Running Power @RPE


Hey guys,

I’m trying to follow the Triathlon Plans but struggle with the RPE prescriptions of the running plans.
Maybe RPE works better than HR, but my RPE is highly dependent of my overall mental state. For example if I listen to music that pushes me, my RPE is at 0 although I am running at threshold pace.
Or at the end of a long slow run, my RPE is at 8-9 although I am running slow in Zone 2.

I hope the solution for me could be running power, because pace is no option (due to rolling terrain everywhere nearby).
Is there a way to convert the RPE prescriptions into running power zones?


Right now my approach (using a Stryd) is to try to match the descriptive power zones (there are different running power zone models, I think I’m using Jim Vance’s from the book Running With Power) to the descriptions of the RPE levels. It’s not exact, but it’s something. It does require a running critical power test, of course.


Everyone’s definition of the zones is slightly different so it’s hard sometimes to get them to align across the board. I tend to go with Jim Vance’s zones from the Running with Power book, but that doesn’t even align with the zones Stryd gives you.

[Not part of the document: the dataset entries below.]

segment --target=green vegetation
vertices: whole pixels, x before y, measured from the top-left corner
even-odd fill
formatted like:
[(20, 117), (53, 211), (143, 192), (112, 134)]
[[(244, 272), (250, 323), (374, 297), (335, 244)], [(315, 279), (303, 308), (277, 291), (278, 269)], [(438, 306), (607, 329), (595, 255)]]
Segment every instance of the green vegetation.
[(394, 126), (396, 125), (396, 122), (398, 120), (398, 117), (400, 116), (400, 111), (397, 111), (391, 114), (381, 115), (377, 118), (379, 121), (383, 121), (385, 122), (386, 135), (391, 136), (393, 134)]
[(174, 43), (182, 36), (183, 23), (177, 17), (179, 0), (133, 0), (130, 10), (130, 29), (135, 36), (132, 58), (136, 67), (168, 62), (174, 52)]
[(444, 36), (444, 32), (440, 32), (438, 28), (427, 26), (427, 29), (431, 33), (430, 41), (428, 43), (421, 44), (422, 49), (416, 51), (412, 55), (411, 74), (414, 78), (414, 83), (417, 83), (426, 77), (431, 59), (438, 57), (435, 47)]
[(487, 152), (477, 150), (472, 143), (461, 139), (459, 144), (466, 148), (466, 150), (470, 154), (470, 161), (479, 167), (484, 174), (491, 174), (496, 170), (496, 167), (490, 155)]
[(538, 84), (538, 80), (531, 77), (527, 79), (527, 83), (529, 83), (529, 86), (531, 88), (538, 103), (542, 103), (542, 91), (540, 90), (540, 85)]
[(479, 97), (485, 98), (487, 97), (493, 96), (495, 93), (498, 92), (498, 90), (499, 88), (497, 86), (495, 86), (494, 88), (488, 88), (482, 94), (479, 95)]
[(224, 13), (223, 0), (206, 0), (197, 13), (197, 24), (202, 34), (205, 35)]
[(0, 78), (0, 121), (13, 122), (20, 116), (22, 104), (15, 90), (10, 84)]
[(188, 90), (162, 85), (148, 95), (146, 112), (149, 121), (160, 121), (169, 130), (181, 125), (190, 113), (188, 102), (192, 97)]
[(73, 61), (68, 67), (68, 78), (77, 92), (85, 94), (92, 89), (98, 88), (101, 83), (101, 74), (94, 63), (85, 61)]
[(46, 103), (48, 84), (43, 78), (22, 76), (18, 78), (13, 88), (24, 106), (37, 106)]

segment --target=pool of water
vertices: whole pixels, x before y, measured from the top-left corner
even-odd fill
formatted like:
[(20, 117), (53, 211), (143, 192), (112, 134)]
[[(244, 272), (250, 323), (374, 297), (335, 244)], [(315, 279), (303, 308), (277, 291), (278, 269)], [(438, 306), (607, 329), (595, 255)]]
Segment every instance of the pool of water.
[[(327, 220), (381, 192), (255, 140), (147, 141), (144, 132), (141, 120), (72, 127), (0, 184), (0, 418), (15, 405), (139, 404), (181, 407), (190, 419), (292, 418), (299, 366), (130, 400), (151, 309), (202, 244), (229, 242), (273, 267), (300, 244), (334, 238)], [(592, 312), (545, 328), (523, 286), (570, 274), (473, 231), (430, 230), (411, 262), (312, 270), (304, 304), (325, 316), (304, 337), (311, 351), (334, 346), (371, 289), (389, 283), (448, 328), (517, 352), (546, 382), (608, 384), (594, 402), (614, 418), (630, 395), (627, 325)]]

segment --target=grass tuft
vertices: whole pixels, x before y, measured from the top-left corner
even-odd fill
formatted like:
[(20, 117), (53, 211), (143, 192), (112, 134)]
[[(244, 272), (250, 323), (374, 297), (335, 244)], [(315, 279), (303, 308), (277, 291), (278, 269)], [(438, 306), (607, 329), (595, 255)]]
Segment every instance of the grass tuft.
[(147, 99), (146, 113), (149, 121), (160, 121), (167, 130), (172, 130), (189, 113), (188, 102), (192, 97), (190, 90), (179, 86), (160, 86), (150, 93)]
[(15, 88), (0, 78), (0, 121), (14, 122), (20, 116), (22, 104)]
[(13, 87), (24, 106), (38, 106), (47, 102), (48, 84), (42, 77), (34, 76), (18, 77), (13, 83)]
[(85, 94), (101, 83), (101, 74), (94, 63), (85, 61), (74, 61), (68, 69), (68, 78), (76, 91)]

I wouldn’t discount pace or HR just because of terrain either… just remember to adjust. Like @chad always says “Data informs perception.”

With that said, the TR guys did a blog post a hire back about trinanig while traveling and had a chart to convert RPE to the TR zones

I would use this to help convert the RPE in the running plans into whatever metric you decide to use whether that be power, pace, or HR. It looks like it divides into the standard 7 zone arrangement pretty well.


I can’t remember the source, but I convert RPE to pace thusly.I also can’t be sure if “10k” is your PB pace. Happy to be corrected.

As others have said, it’s not strict, it’s a guideline. If it feels too hard, then it is!

RPE 2 = Recovery Pace = Light Jog/Brisk Walk = <55%

FTP RPE 4 = Easy Pace = Marathon = Endurance/55-75% FTP

RPE 6 = Easy-Moderate Pace = Half-Marathon = Tempo 75-85% FTP

RPE 7 = Moderate Pace = 10k = Sweet Spot/85-95%

FTP RPE 8 = Moderate-Hard Pace = 5k = Threshold/95-105% FTP

RPE 9 = Hard Pace = 400’s = VO2 Max/105-120% FTP

RPE 10 = All-Out Pace = 100’s = Anaerobic/>120% FTP


I agree with your scale, but I would move the Maraton/Half Marathon/10K, etc once step down. Threshold would be a 10K effort as it’s closer to a 1h effort (FTP) than a 5K.